初めて他のパーティを受け入れるこの日は、三チームを受け入れることにしていた。
採掘を受け入れるのは、毎日ではなく三日に一回か四日に一回という事になった。
それくらいがペース的にちょうどいいと言うのと、パティが他の生産者に話をしたところ、自分の所でも受け入れをしたい、と打診するところがあったのだ。
そのために順番が回ってくるのが、そのくらいのペースが丁度よかったのだ。
今のところハジメは、他のプレイヤーのエリアへの採掘は考えていないが、いずれはお世話になることも視野に入れている。
作成師がどんなものを作成できるようになるのか分からない以上、いろんな可能性を排除するのは得策ではないのだ。
「お前さんが、ハジメか?」
「ああ、そうだが?」
パティが紹介する前に、メンバーの一人に話しかけられた。
「おお、そうか。儂はベンノ。見た目通りドワーフの鍛冶師だ」
ベンノはそう言って、ハジメの二倍はありそうな腕で、ガハガハと笑いながらバシバシと叩いてきた。
ちなみに、背の高さは百二十センチ位だった。
「僕の名前はクレート。ホビットの細工師だよ」
更に続けて来たのは、ベンノと同じくらいの背の高さの男の子だった。
見た目だけで言えば、少年と言った方がいいのだが、ホビットなので見た目通りの年とは限らない。
最後に挨拶してきたのは、ヒューマンの女性だった。
「私は、リブシェ。ヒューマンの宝飾師よ」
ハジメがこの交流の街に来た時はそうでもなかったのだが、既に大量のプレイヤーがこの街に来るようになっていた。
それに合わせて様々な種族が来ているので、挨拶の時の名乗りで種族を付けるのは、最早定番となっているようだった。
「俺は、ヒューマンの作成師だ。今日はよろしく頼む」
さらりと職業を公表したのだが、これも特に反応は無かった。
レア職業に就いている者も既に珍しい存在ではなくなっているのだ。
もっとも、ハジメの場合は薬草騒動で名が売れてしまったという事もあるのだが、その時は職業名までは伝わっていなかった。

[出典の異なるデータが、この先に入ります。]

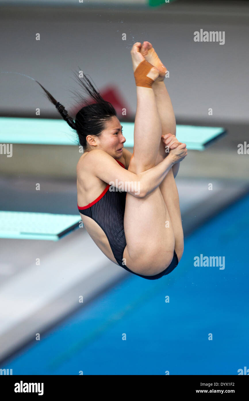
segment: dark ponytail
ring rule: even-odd
[[[68,115],[64,106],[56,100],[40,83],[38,81],[36,82],[45,91],[49,99],[55,105],[63,118],[71,128],[76,131],[79,138],[78,144],[81,145],[84,150],[86,150],[88,149],[88,135],[100,136],[101,132],[106,128],[105,122],[113,116],[116,116],[117,113],[112,105],[104,100],[85,74],[83,73],[83,77],[80,78],[76,73],[74,73],[81,89],[90,97],[90,99],[87,99],[77,91],[70,91],[74,94],[77,94],[78,101],[81,104],[86,105],[77,113],[75,121],[74,121],[73,117]]]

今回、敢えて名前を出したのは、信用できるかどうかを確認するためでもある。
名乗りの時に職種と職業を出すのは定番になっているが、その情報を簡単に流すようだと信用できないと考えたのだ。
「なんや。もう挨拶は終わったんか?」
そう言ながら店番のサポートキャラに指示を出していたパティが来た。
このメンバーを揃えたのは、パティ繋がりなのだ。
逆に言えば、この場にいる全員がパティに商品を卸していると言える。
この場に集まっているのは、パティの露店の多種多様な品を支えている生産職たちということになる。
「ああ。一通りな」
今挨拶したのは、プレイヤーだけでサポートキャラの紹介まではされていない。
こういった場所では、サポートキャラの挨拶は後回しになることが多い。
そもそも交流の街にサポートキャラ全員を連れてくるのは、露店を出している商人以外では珍しかったりする。
それこそ、今回のように他者のエリアの攻略に向かうときくらいだろう。
装備を整えるときも、全員まとめてという事の方が珍しい。
交流の街がもう少し発展してくれば、別の目的で利用されることもあるだろうが、今のところは攻略のための拠点といった感じが強い。

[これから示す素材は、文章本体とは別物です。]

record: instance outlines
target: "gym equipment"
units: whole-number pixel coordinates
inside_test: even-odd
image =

今のハジメもついてきているのはイリスだけで、ルフとバネッサは拠点で待っている。
「ほんなら、ここですることは他にあるか?」
「いや、無いな」
ハジメはそう言って、他の三人のプレイヤーたちを見た。
「俺もないぜ」
「僕もだよ」
「私もないな」
三人が頷くのを待ってから、ハジメの拠点へと移動を始めたのであった。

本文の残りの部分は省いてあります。